Fudging on your car insuranceapplication to save on the premium may seem like a harmless white lie, but it can spell trouble for you down the road.
A new report by Quality Planning Corp. in San Francisco says car insurance companies lost $15.9 billion in 2008 from what it calls “premium leakage” — meaning loss of revenue due to the inability of insurers to keep track of changes in customers’ situations that affect prices. The number represents almost 10 percent of the total $167 billion in personal auto premium written.
“It’s a major problem, and some companies are taking it very seriously,” says Quality Planning senior vice president Bob U’Ren. His company designs solutions for insurers to validate policyholder information and cut premium losses. In other words, they’re in the business of making sure you’re telling the truth.
Here are the most common misrepresentations customers make to their car insurance companies.

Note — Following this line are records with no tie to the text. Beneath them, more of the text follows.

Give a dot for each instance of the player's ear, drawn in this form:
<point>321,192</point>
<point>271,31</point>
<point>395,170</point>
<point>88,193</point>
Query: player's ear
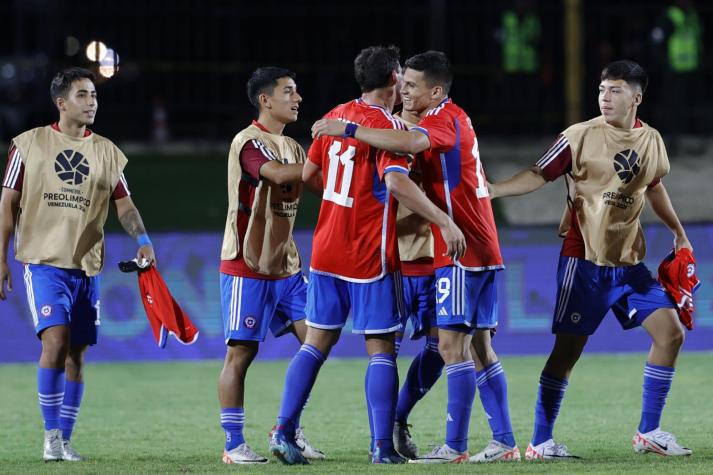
<point>638,98</point>
<point>394,79</point>
<point>264,101</point>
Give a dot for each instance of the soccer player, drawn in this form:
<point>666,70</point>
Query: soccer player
<point>615,163</point>
<point>355,257</point>
<point>466,296</point>
<point>262,285</point>
<point>416,252</point>
<point>59,182</point>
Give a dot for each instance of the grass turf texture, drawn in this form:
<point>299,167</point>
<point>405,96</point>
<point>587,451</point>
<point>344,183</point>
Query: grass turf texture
<point>163,418</point>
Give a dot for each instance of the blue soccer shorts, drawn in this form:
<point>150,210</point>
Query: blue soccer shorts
<point>63,297</point>
<point>465,300</point>
<point>251,307</point>
<point>420,304</point>
<point>586,292</point>
<point>376,307</point>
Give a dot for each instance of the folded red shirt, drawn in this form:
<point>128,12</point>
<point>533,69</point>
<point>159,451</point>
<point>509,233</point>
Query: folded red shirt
<point>164,314</point>
<point>677,274</point>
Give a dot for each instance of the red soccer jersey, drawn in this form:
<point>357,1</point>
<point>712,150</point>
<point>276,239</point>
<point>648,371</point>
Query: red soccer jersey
<point>355,237</point>
<point>454,180</point>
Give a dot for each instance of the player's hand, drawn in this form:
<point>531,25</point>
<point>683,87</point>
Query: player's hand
<point>5,279</point>
<point>331,127</point>
<point>682,241</point>
<point>455,241</point>
<point>146,252</point>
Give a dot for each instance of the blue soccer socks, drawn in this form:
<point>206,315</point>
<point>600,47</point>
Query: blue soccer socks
<point>50,391</point>
<point>657,382</point>
<point>232,420</point>
<point>423,373</point>
<point>461,391</point>
<point>549,397</point>
<point>73,392</point>
<point>493,389</point>
<point>382,383</point>
<point>397,343</point>
<point>300,377</point>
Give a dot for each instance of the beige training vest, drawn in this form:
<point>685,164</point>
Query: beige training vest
<point>66,190</point>
<point>612,168</point>
<point>414,232</point>
<point>268,246</point>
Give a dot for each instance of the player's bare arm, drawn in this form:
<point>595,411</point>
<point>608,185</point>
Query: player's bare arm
<point>130,220</point>
<point>408,194</point>
<point>395,141</point>
<point>280,173</point>
<point>9,204</point>
<point>661,204</point>
<point>522,183</point>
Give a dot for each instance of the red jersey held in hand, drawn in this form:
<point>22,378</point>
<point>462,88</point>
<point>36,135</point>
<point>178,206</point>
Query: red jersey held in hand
<point>677,274</point>
<point>164,314</point>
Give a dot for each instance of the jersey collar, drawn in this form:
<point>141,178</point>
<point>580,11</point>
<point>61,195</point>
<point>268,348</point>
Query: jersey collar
<point>55,126</point>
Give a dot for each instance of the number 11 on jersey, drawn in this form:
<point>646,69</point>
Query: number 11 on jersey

1. Under-estimating the number of miles driven
Whether out of ignorance or as a strategy to cut their premiums, many people lowball the number of miles they drive. Some simply forget to call their car insurance agents when they get new jobs that lengthen their commutes. This lie was the most misrepresented rating factor in 2008 and accounted for an industry loss of more than $3 billion.
Why should you care about lies?
For one thing, truthful customers end up paying higher premiums to make up for those who lie.
In addition, if a car insurance company catches you in a lie, it can cancel your policy and refuse to pay your claim — assuming you provided inaccurate information intentionally.
Some of the misinformation reported to insurers stems from outright consumer fraud — people deliberately lying to their car insurance companies in order to score lower premiums.
“People know how insurance works and how the game is played,” U’Ren says.
But most misinformation is the result of unreported lifestyle changes. For example, in 52 percent of household auto insurance policies, there’s a change in the vehicle or drivers each year. And more than 25 percent of workers change jobs every year, which affects the number of miles driven, according to Quality Planning.
“Oftentimes, the insurance agent is the last person you think to contact,” U’Ren says.
2. “Forgetting” to report all the drivers in the household
Up to 2 percent of policies written are for households with a driver who’s not listed on the policy — and that “missing” driver is usually a high-premium teenage driver or an adult driver with a lot of premium-boosting baggage. In conducting premium audits, Quality Planning asked one mom why her 17-year-old daughter, a licensed driver, wasn’t listed on the policy. Her reply: “I totally forgot she was in the household.” Unrated drivers accounted for $2.6 billion in lost premium in 2008.
3. Fudging the garage location
Quality Planning noted a slight upward trend in the number of people misreporting where they park their cars, particularly in big cities, where garage locations can affect premiums dramatically. Location discrepancies led to $1.3 billion in lost premium in 2008.
4. Claiming discounts that no longer apply
In some cases, drivers conveniently forget to tell their car insurance agents that the conditions that gave them a discount have changed. For example, perhaps they ended membership in an organization that made them eligible for a special premium rate. These wrongly applied discounts, based on misinformation about the driver or the car, added up to $2.9 billion in 2008.
5. Misstating how the car is used
Some customers fail to tell their car insurance companies that they’re using the car for business. An at-home daycare provider, for instance, may neglect to mention that the household van is used to transport the kids to the park every day. Insurers lost $1.5 billion in premium as a result of this type of misrepresentation.
How car insurance companies find out
There are a variety of ways car insurance companies can find out that you lied. If the teenage son you fail to list on your policy gets in a car accident, it’ll be pretty obvious.
Insurance companies also turn to outfits like Quality Planning, which use sophisticated analytical testing to uncover rating errors. The company puts an insurer’s policies through a battery of more than 150 tests, cross-referencing data and employing pattern-matching algorithms to identify errors and discrepancies that suggest fraud or misrepresentation.
If you think the insurance company can’t find out how far you drive every year, think again. Odometer readings taken at smog testing stations, for instance, can be compared to what you report to your insurance agent, U’Ren says. It’s just one example of how your information can be checked.
Given the turbulent economy, insurers have good reason to pay attention. According to Quality Planning, every 1 percent reduction in rating error can result in a 20 percent profit gain. So don’t be surprised if the information you report to your car insurance company comes under increasing scrutiny.